Strahan wrote about how, although it a joined up BP – Shell business “would dwarf that of American behemoth ExxonMobil” and make big cost cutting “the real motivation will be far darker: desperation.”
He argues that “their fundamental problem is identical: the inability to replenish the oil they produce with fresh reserves. This matters because the replacement ratio is one of the most important factors affecting an oil company’s stock market valuation, and a rough-and-ready guide to how long it can survive.
“Shell’s difficulties here are well known – in the five years to 2005 its reserve-replacement ratio was just 67 per cent – but BP is also struggling. Although its own ratio is still positive, it has fallen every year since 2002, and without the contribution of the fabulously risky Russian joint venture, TNK-BP, the figure last year would have been just 34 per cent.”

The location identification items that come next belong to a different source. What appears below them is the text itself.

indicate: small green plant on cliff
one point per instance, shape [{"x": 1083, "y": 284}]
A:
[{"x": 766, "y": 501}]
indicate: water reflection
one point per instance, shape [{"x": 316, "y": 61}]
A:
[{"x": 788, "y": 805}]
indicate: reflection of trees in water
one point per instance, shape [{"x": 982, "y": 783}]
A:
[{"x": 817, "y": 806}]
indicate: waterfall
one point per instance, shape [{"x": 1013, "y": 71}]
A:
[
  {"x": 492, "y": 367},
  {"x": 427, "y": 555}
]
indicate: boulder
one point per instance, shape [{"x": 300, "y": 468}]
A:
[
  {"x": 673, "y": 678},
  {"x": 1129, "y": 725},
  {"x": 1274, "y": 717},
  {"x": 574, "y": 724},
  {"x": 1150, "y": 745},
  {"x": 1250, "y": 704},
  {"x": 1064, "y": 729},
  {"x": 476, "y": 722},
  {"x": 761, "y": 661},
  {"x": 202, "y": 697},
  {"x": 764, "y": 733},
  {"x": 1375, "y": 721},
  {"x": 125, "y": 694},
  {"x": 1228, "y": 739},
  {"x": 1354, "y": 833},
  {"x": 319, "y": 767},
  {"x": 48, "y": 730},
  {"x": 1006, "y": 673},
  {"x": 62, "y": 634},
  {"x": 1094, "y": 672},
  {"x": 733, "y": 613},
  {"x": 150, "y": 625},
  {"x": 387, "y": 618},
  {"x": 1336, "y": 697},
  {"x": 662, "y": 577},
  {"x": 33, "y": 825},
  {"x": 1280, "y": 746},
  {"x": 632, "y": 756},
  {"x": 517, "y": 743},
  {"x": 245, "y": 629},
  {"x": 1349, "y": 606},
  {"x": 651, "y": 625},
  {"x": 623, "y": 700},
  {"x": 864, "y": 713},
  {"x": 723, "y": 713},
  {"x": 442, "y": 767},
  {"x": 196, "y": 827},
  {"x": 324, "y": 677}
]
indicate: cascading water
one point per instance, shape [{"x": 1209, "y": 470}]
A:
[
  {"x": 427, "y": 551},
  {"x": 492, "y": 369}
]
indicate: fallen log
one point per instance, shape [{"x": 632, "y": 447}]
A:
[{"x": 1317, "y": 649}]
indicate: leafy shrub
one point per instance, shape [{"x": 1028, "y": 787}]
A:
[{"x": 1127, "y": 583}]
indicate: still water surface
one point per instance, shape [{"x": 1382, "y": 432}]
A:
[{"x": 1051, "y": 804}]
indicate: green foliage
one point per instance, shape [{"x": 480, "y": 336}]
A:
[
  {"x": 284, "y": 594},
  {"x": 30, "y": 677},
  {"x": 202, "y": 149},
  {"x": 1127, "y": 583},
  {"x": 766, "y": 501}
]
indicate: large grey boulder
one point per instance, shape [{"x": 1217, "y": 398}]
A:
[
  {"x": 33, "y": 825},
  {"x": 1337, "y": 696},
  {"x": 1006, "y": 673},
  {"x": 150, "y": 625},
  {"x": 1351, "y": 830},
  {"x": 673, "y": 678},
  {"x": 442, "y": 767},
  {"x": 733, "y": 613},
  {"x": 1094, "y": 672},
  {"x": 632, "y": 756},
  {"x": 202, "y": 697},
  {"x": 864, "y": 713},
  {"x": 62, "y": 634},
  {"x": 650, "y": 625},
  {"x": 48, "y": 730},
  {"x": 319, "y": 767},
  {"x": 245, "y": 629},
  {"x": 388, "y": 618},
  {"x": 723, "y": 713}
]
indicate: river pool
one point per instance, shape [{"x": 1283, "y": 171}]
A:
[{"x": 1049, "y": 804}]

“Shell and BP’s troubles are neither unusual nor surprising, but they are exacerbated by these groups being some of the biggest fish in a shrinking pond. The fact is they are substantially excluded from Opec countries, which control 75 per cent of the world’s proven reserves. And their plight is worsening as resource nationalism takes hold from Russia – where Gazprom has just wrested control of both Shell’s Sakhalin II project and BP’s Kovykta field – to Venezuela, where international oil interests have simply been expropriated.
“Consolidation was always likely to be the more effective strategy since global annual oil discovery has been falling for 40 years. It was precisely Shell’s failure to find a partner in the late 1990s – when Exxon merged with Mobil, BP took over Amoco and Arco, and Total snapped up Fina and Elf – that led to the pressures that produced the reserves scandal of 2004, when Shell admitted it had overstated the proven oil and gas on its books by billions of barrels.
He argues that “BP and Shell are made for each other, and if and when it happens, the deal will be lauded for busting all stock market records. But it should also be seen for its real significance: a warning light for the imminent peak of non-Opec oil production.”